Why is a large part of the share package now largely tax-free?
The package has a volume of 15%. During the transfer, a law was exploited to prevent the possible insolvency of companies. Due to the high volume, Axel Springer SE could get into financial difficulties. As a reminder, the gift tax outside the immediate family is 50%, the tax-free amount is only 20,000 euros.
Gift tax: 50%
Exempt amount: 20.000 Euro
Tax-free: Possible financial threat to Axel Springer SE
The possible financial threat to Axel Springer SE is therefore the legal sticking point, which is why a large part of the tax (according to current news [03.10.2020]) is waived.
Gift, Capital Gains, Real Estate – Almost Tax-Free ?
We have answered the question from the headline: “Largely tax-free? Now we come to the second part: “Can I do that too?” Short answer: Yes. The way: Coaching from a professional, learn, understand, actively apply. The important thing is that taxes are a matter for experts.
You want to Save Taxes like a Pro?
You want to save taxes like the professionals? I don’t write any names because I don’t want to make a big advertisement, but there are great tax coaching services just a google search away.
I have been following several self-made real estate investors for a long time. Anyone who has made it from zero to a millionaire with legal methods can only be a good role model for me.
The best thing about tax optimization, it is absolutely legal!
US President Pays only 750 Dollars Income Tax
As I have reported here in the article about the American President’s meager 750$ reported taxes, tax optimization is common practice. Everyone who submits a tax return and for example deducts travel expenses is actively minimizing taxes.

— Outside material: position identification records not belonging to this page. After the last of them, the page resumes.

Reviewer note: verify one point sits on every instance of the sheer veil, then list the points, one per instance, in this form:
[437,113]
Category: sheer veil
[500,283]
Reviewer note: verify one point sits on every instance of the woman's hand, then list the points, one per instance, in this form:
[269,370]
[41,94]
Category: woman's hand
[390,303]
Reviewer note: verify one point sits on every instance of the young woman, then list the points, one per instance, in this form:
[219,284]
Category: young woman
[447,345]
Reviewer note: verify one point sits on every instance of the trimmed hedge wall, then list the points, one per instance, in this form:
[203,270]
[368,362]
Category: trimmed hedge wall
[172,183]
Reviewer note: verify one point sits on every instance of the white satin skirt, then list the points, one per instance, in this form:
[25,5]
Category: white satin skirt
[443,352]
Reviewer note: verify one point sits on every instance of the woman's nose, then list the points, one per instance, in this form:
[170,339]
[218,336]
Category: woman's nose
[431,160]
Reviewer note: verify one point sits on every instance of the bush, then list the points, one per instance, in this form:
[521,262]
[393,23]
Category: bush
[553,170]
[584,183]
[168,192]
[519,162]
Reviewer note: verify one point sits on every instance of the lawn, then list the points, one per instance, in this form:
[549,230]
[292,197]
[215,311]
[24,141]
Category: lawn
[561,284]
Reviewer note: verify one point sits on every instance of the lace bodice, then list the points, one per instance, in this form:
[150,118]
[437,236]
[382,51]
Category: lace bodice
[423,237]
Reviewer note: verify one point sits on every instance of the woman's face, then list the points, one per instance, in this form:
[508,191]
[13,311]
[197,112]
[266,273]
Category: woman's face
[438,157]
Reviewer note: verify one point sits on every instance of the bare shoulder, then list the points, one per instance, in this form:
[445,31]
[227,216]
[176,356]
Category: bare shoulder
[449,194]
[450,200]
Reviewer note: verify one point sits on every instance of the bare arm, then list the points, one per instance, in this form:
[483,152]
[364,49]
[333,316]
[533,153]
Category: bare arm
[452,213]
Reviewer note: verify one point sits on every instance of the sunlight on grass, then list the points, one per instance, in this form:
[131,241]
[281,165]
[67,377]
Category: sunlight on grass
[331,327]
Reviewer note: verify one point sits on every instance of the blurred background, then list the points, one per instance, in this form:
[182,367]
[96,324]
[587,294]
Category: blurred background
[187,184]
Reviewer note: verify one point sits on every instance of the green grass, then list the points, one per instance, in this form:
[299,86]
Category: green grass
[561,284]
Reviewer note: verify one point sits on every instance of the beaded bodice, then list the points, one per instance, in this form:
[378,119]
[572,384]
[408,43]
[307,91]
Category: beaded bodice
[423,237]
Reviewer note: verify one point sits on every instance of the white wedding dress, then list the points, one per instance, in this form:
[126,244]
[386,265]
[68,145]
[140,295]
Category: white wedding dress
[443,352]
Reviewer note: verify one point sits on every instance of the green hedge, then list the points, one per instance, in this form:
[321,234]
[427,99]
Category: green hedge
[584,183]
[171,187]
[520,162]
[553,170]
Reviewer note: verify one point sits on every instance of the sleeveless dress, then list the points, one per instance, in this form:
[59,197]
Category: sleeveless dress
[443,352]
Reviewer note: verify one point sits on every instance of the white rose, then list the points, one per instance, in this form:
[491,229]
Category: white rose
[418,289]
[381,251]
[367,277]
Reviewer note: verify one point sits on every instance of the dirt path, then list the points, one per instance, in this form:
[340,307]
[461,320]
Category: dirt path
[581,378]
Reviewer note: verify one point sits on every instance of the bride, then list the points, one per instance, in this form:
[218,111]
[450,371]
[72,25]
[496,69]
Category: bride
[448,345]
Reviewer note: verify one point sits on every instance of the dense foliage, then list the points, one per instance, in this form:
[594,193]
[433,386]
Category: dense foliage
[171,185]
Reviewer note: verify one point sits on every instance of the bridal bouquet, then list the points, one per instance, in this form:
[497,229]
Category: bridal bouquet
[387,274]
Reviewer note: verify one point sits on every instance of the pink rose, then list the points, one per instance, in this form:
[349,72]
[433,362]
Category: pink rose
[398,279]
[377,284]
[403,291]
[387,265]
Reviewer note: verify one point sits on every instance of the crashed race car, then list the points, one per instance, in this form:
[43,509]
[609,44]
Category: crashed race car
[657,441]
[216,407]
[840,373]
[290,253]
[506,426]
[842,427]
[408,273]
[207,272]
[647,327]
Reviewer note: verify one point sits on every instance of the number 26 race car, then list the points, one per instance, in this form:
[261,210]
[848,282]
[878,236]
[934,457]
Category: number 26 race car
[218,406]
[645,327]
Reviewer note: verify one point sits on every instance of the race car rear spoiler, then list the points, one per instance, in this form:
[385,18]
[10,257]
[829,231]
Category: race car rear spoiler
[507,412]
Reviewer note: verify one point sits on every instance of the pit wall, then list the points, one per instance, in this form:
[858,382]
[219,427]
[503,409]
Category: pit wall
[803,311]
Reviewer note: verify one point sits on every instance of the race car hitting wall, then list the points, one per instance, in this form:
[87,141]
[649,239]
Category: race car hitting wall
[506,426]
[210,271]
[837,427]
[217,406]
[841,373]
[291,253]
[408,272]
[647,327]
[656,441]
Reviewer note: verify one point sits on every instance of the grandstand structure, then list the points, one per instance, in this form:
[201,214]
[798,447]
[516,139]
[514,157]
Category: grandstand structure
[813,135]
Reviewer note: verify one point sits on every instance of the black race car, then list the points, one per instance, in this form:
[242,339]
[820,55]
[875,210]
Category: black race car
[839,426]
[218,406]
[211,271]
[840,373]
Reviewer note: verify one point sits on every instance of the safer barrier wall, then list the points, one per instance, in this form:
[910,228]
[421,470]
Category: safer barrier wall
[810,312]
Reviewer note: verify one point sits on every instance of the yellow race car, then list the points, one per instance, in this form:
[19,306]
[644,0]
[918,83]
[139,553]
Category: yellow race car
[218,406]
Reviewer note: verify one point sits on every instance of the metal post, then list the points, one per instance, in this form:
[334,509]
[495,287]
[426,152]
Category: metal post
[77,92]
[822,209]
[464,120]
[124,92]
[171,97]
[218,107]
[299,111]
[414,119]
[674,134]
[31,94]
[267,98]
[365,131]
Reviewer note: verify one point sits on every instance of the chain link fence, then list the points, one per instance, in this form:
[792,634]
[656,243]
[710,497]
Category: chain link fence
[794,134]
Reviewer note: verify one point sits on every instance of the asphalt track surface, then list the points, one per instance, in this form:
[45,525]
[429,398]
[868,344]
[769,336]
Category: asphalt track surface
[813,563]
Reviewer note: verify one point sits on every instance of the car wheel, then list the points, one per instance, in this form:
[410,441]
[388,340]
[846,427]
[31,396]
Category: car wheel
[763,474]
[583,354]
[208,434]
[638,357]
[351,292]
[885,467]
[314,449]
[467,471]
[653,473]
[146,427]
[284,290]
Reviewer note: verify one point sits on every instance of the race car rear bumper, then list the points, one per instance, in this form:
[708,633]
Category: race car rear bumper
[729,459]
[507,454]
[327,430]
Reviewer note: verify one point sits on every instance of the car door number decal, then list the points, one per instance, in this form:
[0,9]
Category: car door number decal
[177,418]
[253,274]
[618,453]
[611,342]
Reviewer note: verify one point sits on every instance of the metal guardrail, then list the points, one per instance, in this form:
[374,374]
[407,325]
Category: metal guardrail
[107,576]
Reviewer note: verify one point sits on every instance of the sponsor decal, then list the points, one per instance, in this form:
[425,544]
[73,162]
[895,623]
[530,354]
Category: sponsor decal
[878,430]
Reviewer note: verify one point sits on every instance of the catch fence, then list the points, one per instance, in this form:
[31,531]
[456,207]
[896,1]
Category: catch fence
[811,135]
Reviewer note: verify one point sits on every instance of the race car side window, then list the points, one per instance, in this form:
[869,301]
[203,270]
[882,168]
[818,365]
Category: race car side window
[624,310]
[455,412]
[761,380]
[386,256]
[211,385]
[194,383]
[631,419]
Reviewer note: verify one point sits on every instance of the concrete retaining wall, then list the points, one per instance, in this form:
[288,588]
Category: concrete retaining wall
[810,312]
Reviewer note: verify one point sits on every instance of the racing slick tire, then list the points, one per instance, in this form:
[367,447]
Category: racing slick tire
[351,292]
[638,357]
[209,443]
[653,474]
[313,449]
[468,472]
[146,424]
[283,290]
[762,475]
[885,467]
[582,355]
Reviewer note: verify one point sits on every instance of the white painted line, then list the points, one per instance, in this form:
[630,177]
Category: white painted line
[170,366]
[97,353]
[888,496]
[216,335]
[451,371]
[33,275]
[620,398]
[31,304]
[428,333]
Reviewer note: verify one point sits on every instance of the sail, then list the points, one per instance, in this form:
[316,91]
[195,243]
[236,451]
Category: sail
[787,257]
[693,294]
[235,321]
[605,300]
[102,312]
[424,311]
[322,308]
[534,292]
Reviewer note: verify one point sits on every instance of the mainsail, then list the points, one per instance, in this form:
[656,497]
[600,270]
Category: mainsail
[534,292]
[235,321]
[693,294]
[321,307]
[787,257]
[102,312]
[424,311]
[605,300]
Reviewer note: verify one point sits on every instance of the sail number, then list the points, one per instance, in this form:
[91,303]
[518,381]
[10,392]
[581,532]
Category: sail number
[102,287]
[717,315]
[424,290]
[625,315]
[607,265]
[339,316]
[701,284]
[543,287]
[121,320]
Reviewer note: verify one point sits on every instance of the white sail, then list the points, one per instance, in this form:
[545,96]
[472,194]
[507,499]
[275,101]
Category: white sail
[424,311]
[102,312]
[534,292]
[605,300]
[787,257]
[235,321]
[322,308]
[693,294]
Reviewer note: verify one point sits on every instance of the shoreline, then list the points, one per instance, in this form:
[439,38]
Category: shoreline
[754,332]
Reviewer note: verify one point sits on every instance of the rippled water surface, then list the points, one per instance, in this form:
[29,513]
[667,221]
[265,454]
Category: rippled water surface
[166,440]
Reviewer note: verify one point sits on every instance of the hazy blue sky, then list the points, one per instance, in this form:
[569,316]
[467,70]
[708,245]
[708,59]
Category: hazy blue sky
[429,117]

Financial optimization is especially about understanding and knowledge: Knowing that your tax advisor does not have and will never have. If he or she did, he or she would be an investor himself.
In other words: If you know the legal methods and ways of tax optimization, you can instruct your tax consultant to do the right things. The tax consultant should then take care of the operational work. Everything strategic, methodical, you should master.
Understand and Convert Taxes & Build up Assets
Tax optimization, tax-free, the most popular buzzwords when it comes to wealth accumulation. But how do you actually convert private wealth into taxes? My tip, as before, is to learn from professionals who have all been through it.
Always remember: taxes are a matter for experts.